Para quienes nos adjudicábamos alguna conexión con la tradición keynesiana, éste es un momento de triunfo, después de que fuéramos prácticamente ignorados, durante más de tres décadas. Lo que está sucediendo ahora es un triunfo de la razón y la evidencia sobre la ideología y los intereses.

La teoría económica se había dedicado a explicar durante mucho tiempo por qué los mercados sin obstáculos no se autocorregían, por qué se necesitaba regulación, por qué era importante el papel que jugaba el gobierno en la economía. Pero muchos, especialmente la gente que trabaja en los mercados financieros, presionaban por una suerte de "fundamentalismo de mercado". Las políticas erróneas resultantes -impulsadas, entre otros, por algunos miembros del equipo económico del presidente electo Barack Obama- ya antes habían infligido enormes costos a los países en desarrollo. El momento de iluminismo se produjo recién cuando esas políticas empezaron a generar costos en Estados Unidos y otros países industriales avanzados.

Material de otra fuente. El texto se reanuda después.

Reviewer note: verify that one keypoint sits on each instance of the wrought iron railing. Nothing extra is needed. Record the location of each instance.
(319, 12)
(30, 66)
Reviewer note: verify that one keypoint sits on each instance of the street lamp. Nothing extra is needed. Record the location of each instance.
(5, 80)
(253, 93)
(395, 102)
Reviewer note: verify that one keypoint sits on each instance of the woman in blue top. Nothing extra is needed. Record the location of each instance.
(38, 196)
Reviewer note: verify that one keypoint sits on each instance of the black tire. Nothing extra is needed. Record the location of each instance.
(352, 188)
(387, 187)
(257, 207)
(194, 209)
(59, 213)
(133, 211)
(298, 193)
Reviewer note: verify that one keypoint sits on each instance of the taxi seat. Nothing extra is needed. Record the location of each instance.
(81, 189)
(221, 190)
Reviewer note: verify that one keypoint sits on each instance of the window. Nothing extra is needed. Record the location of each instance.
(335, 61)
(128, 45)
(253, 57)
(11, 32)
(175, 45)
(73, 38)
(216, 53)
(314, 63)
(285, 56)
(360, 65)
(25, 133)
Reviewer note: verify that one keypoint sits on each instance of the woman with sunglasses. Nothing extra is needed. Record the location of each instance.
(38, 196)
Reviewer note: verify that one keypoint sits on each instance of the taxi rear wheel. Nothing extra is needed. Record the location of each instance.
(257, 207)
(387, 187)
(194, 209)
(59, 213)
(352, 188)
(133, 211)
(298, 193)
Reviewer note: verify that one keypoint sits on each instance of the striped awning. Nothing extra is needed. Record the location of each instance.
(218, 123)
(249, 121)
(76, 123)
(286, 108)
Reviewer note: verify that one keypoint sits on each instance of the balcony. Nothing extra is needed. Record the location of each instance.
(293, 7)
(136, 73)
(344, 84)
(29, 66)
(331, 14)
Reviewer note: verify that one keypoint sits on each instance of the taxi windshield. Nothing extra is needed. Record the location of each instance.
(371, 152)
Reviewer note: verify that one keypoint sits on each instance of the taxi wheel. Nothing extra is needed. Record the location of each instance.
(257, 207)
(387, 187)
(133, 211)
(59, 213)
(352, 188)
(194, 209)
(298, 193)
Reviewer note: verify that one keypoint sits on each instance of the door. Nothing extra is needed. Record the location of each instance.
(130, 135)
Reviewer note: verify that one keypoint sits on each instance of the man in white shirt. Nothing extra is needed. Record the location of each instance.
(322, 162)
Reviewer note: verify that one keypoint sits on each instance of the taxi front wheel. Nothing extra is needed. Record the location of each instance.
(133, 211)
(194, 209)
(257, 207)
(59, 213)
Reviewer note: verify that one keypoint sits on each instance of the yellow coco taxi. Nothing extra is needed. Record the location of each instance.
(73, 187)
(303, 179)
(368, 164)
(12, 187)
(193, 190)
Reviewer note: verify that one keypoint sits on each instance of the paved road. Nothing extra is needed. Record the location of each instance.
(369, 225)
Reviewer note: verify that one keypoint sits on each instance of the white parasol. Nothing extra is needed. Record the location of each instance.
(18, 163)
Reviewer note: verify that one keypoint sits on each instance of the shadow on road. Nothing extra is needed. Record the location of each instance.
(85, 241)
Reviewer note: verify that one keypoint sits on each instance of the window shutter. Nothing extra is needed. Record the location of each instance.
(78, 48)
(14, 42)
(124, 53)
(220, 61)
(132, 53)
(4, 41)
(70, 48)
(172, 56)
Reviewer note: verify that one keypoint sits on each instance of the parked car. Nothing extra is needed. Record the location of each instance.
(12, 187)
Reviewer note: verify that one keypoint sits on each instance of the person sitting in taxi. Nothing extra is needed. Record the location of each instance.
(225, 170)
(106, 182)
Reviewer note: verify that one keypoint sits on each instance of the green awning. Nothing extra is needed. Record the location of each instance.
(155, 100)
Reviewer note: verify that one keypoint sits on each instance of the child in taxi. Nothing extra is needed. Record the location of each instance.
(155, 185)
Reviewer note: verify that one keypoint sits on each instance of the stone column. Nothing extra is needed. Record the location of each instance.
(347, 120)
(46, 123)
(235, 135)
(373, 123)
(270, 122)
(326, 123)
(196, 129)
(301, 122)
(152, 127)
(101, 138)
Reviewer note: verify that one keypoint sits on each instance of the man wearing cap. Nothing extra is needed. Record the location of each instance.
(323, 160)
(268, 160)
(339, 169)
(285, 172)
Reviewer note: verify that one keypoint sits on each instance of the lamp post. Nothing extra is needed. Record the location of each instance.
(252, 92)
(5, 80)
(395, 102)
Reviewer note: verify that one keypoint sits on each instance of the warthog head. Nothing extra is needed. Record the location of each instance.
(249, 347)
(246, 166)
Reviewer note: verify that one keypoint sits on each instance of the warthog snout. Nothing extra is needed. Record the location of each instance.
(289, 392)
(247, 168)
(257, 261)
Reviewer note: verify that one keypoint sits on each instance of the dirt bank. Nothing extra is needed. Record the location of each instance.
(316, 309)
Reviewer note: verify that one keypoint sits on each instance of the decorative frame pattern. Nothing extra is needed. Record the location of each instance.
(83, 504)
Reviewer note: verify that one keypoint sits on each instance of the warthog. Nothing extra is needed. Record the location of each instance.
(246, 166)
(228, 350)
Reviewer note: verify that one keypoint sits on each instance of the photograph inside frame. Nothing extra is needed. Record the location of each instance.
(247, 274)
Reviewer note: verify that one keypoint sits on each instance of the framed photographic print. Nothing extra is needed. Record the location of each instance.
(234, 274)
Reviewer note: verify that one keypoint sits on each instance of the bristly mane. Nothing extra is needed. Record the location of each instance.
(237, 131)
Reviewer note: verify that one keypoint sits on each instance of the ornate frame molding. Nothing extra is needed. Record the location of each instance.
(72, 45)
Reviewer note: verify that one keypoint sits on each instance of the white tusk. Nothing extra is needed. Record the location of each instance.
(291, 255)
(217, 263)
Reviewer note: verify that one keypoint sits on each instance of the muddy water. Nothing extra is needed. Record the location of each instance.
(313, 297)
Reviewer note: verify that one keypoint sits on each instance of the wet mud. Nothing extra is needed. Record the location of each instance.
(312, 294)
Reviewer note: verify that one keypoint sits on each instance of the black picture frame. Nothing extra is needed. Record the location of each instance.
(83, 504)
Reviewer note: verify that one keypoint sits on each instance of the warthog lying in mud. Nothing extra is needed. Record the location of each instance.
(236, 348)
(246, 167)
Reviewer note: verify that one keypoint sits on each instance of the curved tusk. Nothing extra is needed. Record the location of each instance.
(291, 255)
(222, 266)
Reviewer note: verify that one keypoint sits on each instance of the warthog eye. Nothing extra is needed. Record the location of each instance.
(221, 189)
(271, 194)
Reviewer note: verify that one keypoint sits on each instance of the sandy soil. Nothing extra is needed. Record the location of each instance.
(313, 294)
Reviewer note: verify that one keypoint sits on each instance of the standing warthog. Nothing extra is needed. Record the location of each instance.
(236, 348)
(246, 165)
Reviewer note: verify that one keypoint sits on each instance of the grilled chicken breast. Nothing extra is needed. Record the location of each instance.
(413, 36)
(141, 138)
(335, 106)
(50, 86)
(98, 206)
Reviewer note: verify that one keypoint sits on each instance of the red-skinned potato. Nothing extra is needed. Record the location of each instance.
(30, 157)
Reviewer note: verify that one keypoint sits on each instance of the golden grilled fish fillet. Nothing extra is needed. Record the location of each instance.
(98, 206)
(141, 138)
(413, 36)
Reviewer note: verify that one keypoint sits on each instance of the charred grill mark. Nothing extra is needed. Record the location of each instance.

Keynes sostenía no sólo que los mercados no se autocorregían, sino que, en una crisis pronunciada, la política monetaria probablemente resultara ineficiente. Se necesitaba una política fiscal. Pero no todas las políticas fiscales son equivalentes. En EE.UU. hoy, con una montaña de deuda inmobiliaria y un alto nivel de incertidumbre, los recortes impositivos probablemente resulten ineficientes.

Con la enorme deuda que deja atrás la administración Bush, EE.UU. debería estar especialmente motivado para obtener el mayor estímulo posible de cada dólar invertido. El legado de sub-inversión en tecnología e infraestructura, especialmente del tipo verde, y la creciente brecha entre los ricos y los pobres, requieren una congruencia entre el gasto a corto plazo y una visión a largo plazo.

Eso exige la reestructuración de los programas tanto tributario como de gasto. Bajarles los impuestos a los pobres y aumentar los beneficios de desempleo al mismo tiempo que se aumentan los impuestos a los ricos puede estimular la economía, reducir el déficit y disminuir la desigualdad. Reducir el gasto en la guerra de Irak y aumentar el gasto en educación puede incrementar la producción en el corto y largo plazo y, al mismo tiempo, reducir el déficit.

Deberíamos leer la historia y la teoría con cuidado: preservar las instituciones financieras no es un fin en sí mismo, sino un medio para alcanzar un fin. Lo importante es el flujo de crédito y la razón por la cual el fracaso de los bancos durante la Gran Depresión fue importante es que participaban en la determinación de la capacidad crediticia; eran los depositarios de información necesaria para el mantenimiento del flujo de crédito.

El gobierno federal asumió billones de dólares en pasivos y riesgos. Al rescatar al sistema financiero necesitamos preocuparnos por el "retorno de la inversión". De lo contrario, el déficit aumentará más.

Hoy, el riesgo es que se utilice y se abuse de las nuevas doctrinas keynesianas para satisfacer algunos de estos mismos intereses. ¿Acaso quienes presionaron por la desregulación hace diez años aprendieron la lección? ¿O simplemente querrán imponer reformas cosméticas? ¿Hubo un cambio de parecer o solamente un cambio de estrategia? Después de todo, en el contexto de hoy, perseguir políticas keynesianas parece incluso más rentable que ir detrás del fundamentalismo de mercado.

Hace diez años, en el momento de la crisis financiera asiática, se discutió mucho sobre la necesidad de reformar la arquitectura financiera global. Poco se hizo. Es imperativo que no sólo respondamos adecuadamente a la crisis actual, sino que emprendamos reformas a largo plazo que serán necesarias si queremos crear una economía global más estable, más próspera y equitativa.